BBC admits error after interview with Reform UK spokesperson
It comes after the national broadcaster showed a clip of June Mummery, who ran for Reform UK in the 2024 General Election and remains their fisheries spokesperson, but presented her only as a concerned businessperson.
The incident happened in the wake of the UK Government announcing its new Brexit deal with the EU, which was welcomed by many industries but attacked by the fishing sector for extending current arrangements by 12 years until 2038.
READ MORE: Industry labels Labour's Brexit reset 'horror show for Scottish fishermen'
Reporting from the fishing port of Brixham in Devon on May 20, BBC Breakfast said that they had been unable to find anyone from the industry willing to come in front of the camera to talk about the impact of the deal.
Instead, they introduced a spokesperson from 'one business in Lowestoft in Suffolk' – roughly 350 miles away.
The spokesperson was identified on screen as June Mummery from BFP Fish Auctioneers, but no further information was given about her.
Mummery then told the BBC that she was 'absolutely disgusted' with the new UK-EU deal, adding that 'Brexit was a golden opportunity to take back full control of our ocean, our waters, create thousands of jobs for coastal communities' and Prime Minister Keir Starmer had 'stolen all our aspirations'.
The BBC has now admitted that it should have revealed Mummery's connections to Reform UK.

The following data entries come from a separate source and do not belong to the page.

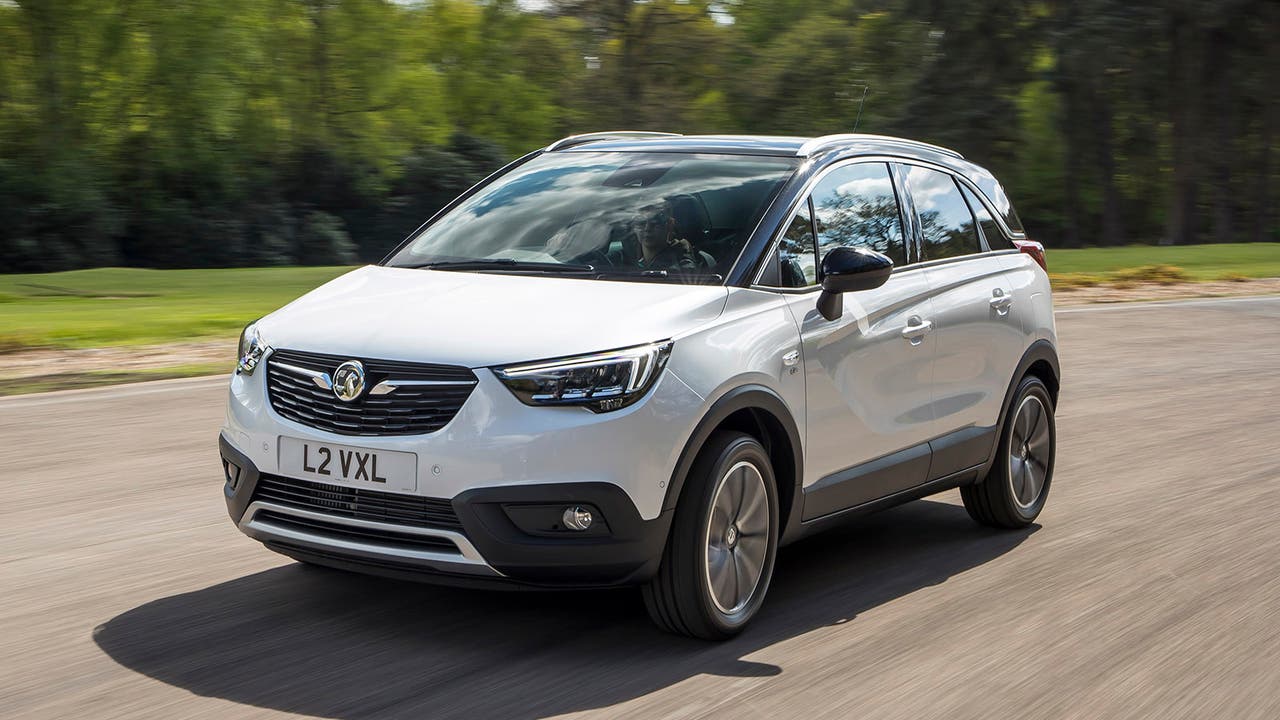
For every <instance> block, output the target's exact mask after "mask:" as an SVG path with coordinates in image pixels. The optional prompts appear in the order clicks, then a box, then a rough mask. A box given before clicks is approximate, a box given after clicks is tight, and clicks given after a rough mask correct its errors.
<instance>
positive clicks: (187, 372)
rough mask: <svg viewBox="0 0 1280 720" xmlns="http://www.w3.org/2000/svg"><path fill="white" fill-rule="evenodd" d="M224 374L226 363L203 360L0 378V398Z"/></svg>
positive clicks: (225, 369)
mask: <svg viewBox="0 0 1280 720" xmlns="http://www.w3.org/2000/svg"><path fill="white" fill-rule="evenodd" d="M225 373H227V363H206V364H191V365H174V366H168V368H146V369H140V370H127V372H116V370H92V372H87V373H58V374H51V375H40V377H36V378H6V379H0V397H4V396H12V395H28V393H33V392H49V391H54V389H81V388H90V387H101V386H114V384H123V383H141V382H146V380H168V379H173V378H198V377H202V375H216V374H225Z"/></svg>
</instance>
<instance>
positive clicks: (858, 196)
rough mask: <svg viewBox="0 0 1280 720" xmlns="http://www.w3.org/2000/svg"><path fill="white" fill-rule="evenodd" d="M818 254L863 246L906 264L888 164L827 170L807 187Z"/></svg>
mask: <svg viewBox="0 0 1280 720" xmlns="http://www.w3.org/2000/svg"><path fill="white" fill-rule="evenodd" d="M813 213H814V225H815V227H817V229H818V256H819V258H822V256H826V255H827V252H828V251H831V249H833V247H840V246H845V247H869V249H872V250H877V251H879V252H883V254H884V255H888V256H890V259H891V260H893V264H895V265H899V266H901V265H905V264H906V250H905V245H904V242H902V217H901V214H900V213H899V206H897V195H896V193H895V192H893V181H892V178H891V177H890V174H888V165H886V164H883V163H860V164H856V165H846V167H844V168H837V169H835V170H832V172H831V173H829V174H828V176H827V177H824V178H823V179H822V182H819V183H818V186H817V187H815V188H814V191H813Z"/></svg>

Reform UK spokesperson and former Brexit Party MEP June Mummery as she was presented by the BBC (Image: BBC) In a statement on its corrections and clarifications page, the broadcast said: 'In a report on the UK-EU deal a brief clip was aired of June Mummery from BFP Fish Auctioneers in Lowestoft, in which the caption and introduction indicated she was speaking in that capacity.
'We accept that we should also have made clear that she was Reform UK's candidate in the constituency at the last General Election, and is the party's fisheries spokesperson, and we are happy to put that on record.'
Mummery was also briefly an MEP for Nigel Farage's Brexit Party before the UK left the EU and it was rebranded as 'Reform UK'.